I feel like here on The Thirsty Beagle, I’ve been overloaded lately with British beer news. Several recent posts have been inspired by the goings on with beer over there. What can I say? Those guys are just so serious about their beer, the good drink is always making the news. I mean, they’ve set up a special government panel to find ways to save a struggling local pub industry. A 400-person panel. Really? 400 people to talk about pubs? Seems you could do that more efficiently. Although if you’re looking for re-election, you probably don’t want to be the British politician who crosses Samuel-Six-Pack by not sticking up for beer. And just when you thought the British couldn’t be any more serious about their beer, down the Internet pipe comes this. When people over there talk about ordering a pint, it’s not just some colloquial term, they are actually getting a glass that measures one pint. Now the government wants to introduce a new glass: The two-thirds pint. Forget about just filling a pint glass two-thirds full.
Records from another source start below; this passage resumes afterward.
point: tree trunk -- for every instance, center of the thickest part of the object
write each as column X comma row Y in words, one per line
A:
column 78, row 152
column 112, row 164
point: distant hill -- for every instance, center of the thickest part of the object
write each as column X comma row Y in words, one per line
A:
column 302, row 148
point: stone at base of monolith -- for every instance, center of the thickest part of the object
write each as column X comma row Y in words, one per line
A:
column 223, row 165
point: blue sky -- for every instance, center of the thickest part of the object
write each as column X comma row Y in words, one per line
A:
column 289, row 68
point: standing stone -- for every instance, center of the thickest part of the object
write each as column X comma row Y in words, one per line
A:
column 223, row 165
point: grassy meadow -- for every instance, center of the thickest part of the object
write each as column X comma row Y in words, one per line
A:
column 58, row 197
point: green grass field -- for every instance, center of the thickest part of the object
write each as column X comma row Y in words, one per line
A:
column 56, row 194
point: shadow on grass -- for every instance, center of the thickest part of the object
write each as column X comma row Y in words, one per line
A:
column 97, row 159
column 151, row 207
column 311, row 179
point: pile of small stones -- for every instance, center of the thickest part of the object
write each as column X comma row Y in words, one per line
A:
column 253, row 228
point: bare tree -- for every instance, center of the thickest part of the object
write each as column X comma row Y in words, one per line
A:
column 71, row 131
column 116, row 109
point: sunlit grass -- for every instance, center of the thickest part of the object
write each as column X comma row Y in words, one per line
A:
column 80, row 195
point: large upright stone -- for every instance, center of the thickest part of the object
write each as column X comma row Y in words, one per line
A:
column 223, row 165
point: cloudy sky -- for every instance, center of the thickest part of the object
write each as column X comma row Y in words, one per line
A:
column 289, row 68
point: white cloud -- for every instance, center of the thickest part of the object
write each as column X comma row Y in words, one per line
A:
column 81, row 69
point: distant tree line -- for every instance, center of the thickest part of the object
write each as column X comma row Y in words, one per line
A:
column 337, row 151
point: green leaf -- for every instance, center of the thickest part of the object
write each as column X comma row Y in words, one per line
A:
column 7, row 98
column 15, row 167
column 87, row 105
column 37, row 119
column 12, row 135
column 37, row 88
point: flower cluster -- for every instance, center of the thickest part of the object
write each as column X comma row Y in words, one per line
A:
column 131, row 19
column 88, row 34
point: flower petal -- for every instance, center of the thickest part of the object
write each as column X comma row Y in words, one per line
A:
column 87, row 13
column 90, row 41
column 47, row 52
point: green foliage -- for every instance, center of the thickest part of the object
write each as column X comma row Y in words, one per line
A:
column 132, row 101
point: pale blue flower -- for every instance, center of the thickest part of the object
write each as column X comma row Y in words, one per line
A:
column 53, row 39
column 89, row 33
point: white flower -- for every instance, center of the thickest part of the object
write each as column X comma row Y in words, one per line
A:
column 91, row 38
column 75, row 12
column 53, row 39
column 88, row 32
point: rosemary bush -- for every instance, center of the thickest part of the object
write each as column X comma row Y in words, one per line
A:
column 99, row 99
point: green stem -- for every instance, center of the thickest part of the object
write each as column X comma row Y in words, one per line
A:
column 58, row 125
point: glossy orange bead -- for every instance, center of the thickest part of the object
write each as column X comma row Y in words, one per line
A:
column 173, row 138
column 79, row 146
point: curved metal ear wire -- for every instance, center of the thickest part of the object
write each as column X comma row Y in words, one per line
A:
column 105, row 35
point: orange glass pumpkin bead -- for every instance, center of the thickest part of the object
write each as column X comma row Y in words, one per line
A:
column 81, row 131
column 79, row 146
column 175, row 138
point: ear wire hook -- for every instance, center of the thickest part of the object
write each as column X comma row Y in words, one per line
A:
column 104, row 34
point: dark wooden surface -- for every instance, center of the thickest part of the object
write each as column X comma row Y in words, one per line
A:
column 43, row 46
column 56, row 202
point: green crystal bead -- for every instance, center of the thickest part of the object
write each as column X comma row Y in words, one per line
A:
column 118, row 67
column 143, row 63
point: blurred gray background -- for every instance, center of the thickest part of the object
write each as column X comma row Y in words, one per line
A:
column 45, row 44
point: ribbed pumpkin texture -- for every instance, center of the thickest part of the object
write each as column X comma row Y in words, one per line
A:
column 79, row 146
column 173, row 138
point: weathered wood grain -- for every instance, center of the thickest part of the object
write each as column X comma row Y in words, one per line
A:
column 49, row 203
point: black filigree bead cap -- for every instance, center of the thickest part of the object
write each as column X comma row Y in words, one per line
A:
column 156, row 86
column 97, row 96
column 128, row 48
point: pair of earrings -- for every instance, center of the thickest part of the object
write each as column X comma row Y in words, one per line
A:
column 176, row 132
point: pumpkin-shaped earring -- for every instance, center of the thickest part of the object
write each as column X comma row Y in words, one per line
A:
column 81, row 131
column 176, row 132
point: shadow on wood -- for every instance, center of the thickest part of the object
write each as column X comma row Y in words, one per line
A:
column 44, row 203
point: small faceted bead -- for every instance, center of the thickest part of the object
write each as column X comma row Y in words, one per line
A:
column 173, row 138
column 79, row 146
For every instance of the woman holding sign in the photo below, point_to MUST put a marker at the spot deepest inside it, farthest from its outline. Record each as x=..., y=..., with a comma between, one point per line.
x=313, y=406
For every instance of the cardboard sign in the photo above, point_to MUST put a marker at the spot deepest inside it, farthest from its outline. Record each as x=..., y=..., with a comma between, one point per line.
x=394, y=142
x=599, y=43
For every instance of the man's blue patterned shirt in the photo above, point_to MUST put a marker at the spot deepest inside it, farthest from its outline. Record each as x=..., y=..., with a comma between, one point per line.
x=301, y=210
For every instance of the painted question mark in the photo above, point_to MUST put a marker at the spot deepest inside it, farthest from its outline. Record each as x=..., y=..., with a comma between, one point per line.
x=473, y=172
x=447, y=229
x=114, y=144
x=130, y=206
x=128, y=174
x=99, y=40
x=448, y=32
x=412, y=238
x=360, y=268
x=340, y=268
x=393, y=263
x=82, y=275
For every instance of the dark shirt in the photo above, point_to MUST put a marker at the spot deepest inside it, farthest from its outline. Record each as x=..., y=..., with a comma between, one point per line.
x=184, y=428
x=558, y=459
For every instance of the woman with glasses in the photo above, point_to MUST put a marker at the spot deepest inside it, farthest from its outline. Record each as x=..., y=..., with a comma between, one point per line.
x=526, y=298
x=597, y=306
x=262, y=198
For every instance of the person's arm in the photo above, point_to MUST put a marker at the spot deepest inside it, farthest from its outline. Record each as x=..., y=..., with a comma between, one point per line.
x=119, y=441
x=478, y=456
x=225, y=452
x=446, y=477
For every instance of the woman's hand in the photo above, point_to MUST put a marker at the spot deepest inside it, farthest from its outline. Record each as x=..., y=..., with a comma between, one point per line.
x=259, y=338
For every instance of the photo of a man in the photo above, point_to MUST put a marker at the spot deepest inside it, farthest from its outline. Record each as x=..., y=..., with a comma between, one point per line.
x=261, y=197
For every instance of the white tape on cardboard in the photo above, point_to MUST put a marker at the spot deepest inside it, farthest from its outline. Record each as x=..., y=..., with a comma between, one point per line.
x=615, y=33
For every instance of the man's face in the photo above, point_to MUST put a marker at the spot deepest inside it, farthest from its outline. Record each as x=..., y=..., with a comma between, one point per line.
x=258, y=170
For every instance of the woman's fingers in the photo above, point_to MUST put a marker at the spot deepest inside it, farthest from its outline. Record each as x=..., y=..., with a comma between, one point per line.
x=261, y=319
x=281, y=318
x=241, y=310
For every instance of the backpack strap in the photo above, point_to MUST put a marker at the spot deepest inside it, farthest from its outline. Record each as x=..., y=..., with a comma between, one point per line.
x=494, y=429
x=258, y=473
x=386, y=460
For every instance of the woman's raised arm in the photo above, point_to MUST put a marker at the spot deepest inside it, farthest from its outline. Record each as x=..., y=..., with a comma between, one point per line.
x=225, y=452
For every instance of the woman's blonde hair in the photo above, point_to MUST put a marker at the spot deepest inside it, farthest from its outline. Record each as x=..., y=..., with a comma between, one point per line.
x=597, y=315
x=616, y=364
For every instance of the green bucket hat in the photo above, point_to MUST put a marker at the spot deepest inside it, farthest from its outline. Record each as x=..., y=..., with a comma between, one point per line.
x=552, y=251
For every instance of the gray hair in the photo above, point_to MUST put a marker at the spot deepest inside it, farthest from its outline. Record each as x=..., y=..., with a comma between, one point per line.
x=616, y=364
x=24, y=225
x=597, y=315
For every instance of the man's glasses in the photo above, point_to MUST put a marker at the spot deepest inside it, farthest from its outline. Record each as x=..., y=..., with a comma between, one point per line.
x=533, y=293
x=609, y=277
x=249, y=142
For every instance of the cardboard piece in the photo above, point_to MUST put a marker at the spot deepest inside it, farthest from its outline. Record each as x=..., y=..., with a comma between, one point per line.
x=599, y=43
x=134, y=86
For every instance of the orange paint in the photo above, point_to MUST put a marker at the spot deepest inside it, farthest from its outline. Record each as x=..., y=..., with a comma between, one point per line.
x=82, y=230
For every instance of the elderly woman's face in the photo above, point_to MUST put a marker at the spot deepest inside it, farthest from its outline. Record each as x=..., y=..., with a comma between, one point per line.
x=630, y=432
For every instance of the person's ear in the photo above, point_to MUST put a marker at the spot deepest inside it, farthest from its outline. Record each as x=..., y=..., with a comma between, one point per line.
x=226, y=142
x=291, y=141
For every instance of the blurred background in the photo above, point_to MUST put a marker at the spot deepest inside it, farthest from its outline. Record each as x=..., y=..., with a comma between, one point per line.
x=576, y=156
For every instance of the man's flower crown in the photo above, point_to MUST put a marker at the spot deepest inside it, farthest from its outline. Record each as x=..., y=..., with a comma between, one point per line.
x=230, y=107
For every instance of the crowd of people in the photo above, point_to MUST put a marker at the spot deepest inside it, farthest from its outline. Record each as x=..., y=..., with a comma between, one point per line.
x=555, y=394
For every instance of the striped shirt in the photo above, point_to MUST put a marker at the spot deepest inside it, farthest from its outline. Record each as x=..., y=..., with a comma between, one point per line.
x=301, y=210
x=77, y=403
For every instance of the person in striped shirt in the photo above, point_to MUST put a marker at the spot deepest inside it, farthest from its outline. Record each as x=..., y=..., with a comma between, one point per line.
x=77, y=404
They need a government-approved two-thirds-of-a-pint glass. How can you not love the Brits’ completely over-the-top fixation on beer? The Thirsty Beagle, for one, is on board. How about this quote from a British student, who backs the new two-thirds-pint glass:
“It’s hard ordering a drink on a date,” said Emma Ross, 28, a postgraduate student having a beer with lunch in a London pub. “If I order a half-pint, it’s ladylike, but where’s my sense of adventure? If I order a pint, I know how to have a good time, but I don’t want to advertise it to every guy standing at the bar.”
I’m convinced that only in Britain could this scenario possibly exist.